Search code examples
neural-networkr-caretnnet

Nnet in caret, basic structure


I'm very new to caret package and nnet in R. I've done some projects related to ANN with Matlab before, but now I need to work with R and I need some basic help. My input dataset has 1000 observations (in rows) and 23 variables (in columns).
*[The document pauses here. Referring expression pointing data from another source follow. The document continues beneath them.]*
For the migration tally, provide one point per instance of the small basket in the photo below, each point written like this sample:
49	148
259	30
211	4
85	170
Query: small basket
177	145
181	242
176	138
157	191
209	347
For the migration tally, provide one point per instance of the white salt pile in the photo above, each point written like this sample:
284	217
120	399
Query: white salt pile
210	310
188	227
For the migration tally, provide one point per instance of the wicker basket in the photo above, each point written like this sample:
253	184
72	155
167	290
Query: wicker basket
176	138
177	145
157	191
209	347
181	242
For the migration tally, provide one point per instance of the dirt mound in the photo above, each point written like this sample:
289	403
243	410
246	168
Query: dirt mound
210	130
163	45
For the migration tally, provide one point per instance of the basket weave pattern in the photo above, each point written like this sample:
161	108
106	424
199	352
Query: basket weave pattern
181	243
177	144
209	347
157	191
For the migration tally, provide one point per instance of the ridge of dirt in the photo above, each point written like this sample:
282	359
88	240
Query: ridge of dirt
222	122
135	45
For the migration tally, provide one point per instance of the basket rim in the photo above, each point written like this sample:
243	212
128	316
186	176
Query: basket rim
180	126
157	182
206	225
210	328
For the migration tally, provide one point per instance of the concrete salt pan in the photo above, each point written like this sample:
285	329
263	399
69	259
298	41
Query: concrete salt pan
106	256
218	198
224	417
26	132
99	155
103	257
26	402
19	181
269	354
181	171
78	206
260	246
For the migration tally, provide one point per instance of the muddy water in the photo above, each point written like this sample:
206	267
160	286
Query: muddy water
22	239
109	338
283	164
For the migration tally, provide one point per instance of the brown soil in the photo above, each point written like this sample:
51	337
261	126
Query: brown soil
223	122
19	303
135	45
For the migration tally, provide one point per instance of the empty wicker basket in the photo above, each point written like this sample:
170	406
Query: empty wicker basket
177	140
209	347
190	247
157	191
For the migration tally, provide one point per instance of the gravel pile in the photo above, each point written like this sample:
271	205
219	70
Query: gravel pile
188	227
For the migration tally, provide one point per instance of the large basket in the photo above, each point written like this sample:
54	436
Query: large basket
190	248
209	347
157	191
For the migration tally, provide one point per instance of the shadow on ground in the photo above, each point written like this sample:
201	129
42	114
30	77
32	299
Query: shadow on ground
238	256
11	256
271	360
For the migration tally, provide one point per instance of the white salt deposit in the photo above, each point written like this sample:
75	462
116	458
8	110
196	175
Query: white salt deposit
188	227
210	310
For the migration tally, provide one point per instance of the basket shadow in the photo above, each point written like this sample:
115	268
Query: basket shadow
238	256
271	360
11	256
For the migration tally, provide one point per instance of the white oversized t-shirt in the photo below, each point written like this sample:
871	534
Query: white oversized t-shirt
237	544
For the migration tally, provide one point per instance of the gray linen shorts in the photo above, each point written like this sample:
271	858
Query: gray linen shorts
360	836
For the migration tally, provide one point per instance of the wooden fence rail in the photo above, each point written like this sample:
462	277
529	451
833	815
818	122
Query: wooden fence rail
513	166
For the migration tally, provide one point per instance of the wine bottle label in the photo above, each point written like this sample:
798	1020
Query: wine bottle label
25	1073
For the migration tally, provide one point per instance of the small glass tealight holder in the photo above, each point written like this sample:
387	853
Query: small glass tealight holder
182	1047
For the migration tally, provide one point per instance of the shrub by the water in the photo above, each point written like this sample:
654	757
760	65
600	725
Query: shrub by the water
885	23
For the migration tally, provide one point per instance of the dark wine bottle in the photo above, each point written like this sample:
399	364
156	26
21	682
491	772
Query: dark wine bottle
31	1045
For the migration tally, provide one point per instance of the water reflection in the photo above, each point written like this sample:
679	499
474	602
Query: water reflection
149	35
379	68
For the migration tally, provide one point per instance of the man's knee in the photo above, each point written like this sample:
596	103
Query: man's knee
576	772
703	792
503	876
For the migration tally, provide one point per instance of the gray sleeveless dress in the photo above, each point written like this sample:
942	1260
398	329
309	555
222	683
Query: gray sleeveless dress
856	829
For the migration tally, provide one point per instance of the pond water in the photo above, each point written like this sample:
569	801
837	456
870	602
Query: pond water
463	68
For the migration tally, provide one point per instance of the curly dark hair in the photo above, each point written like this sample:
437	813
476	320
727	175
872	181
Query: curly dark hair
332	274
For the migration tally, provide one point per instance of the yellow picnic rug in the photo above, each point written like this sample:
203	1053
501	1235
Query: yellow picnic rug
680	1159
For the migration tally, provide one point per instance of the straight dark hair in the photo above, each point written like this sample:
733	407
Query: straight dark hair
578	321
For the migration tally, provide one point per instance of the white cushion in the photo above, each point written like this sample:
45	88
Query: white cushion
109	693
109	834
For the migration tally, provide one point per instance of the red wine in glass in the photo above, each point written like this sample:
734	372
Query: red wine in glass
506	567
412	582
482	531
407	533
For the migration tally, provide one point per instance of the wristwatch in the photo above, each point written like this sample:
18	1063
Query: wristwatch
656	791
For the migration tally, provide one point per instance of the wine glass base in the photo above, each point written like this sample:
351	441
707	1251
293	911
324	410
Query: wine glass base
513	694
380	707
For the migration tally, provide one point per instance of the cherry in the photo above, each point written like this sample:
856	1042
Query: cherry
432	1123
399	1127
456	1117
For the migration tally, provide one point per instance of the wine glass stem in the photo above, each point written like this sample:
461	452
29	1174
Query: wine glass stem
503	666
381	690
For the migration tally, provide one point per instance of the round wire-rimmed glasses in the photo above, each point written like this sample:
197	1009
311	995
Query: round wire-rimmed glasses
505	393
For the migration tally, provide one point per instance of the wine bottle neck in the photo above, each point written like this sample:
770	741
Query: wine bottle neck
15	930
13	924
My output has 1000 observations and 12 variables.

Here are some sample data that represent my dataset and might help to understand my problem better:

input = as.data.frame(matrix(sample(1 : 20, 100, replace = TRUE), ncol = 10))
colnames(input) = paste ( "X" , 1:10, sep = "") #10 observations and 10 variables

output = as.data.frame(matrix(sample(1 : 20, 70, replace = TRUE), ncol = 7))
colnames(output) = paste ( "Y" , 1:7, sep = "") #10 observations and 7 variables


#nnet with caret:
net1 = train(output ~., data = input, method= "nnet", maxit = 1000) 

When I run the code, I get this error:

error: invalid type (list) for variable 'output'.

I think I have to add all output variables separately (which is very annoying, especially with a lot of variables), like this:

train(output$Y1 + output$Y2 + output$Y3 + output$Y4 + output$Y5 +
 output$Y6 + output$Y7 ~., data = input, method= "nnet", maxit = 1000)

This time it runs but I get this error:

Error in [.data.frame(data, , all.vars(Terms), drop = FALSE) : undefined columns selected

I try to use neuralnet package, with the code below it works perfectly but I still have to add output variables separately :(

net1 = neuralnet(output$Y1 + output$Y2 + output$Y3 + output$Y4 +
 output$Y5 + output$Y6 + output$Y7 ~., data = input, hidden=c(2,10))

p.s. since these sample data are created randomly, the neuralnet cannot converge, but in my real data it works well (in comparison to Matlab ANN)

Now, if you could help me with a way to put output variables automatically (not manually), it solves my problem (although with neuralnet not caret).


Solution

  • After trying different things and searches, I finally found a solution:

    First, we must use as.formula to show the relation between our input and output. With the code below we don't need to add all the variables separately:

    names1 <- colnames(output) #the name of our variables in the output
    names2 = colnames(input) #the name of our variables in the input
    
    a <- as.formula(paste(paste(names1,collapse='+', sep = ""),' ~ ' 
                          ,paste(names2,collapse='+', sep = "")))
    

    then we have to combine our input and output in a single data frame:

    all_data = cbind(output, input)
    

    then, use neuralnet like this:

    net1 = neuralnet(formula = a, data = all_data, hidden=c(2,10))
    
    plot(net1)
    

    plot(net1)

    This is also work with the caret package:

    net1 = train(a, data = all_data, method= "nnet", maxit = 1000)
    
    

    but it seems neuralnet works faster (at least in my case).

    I hope this helps someone else.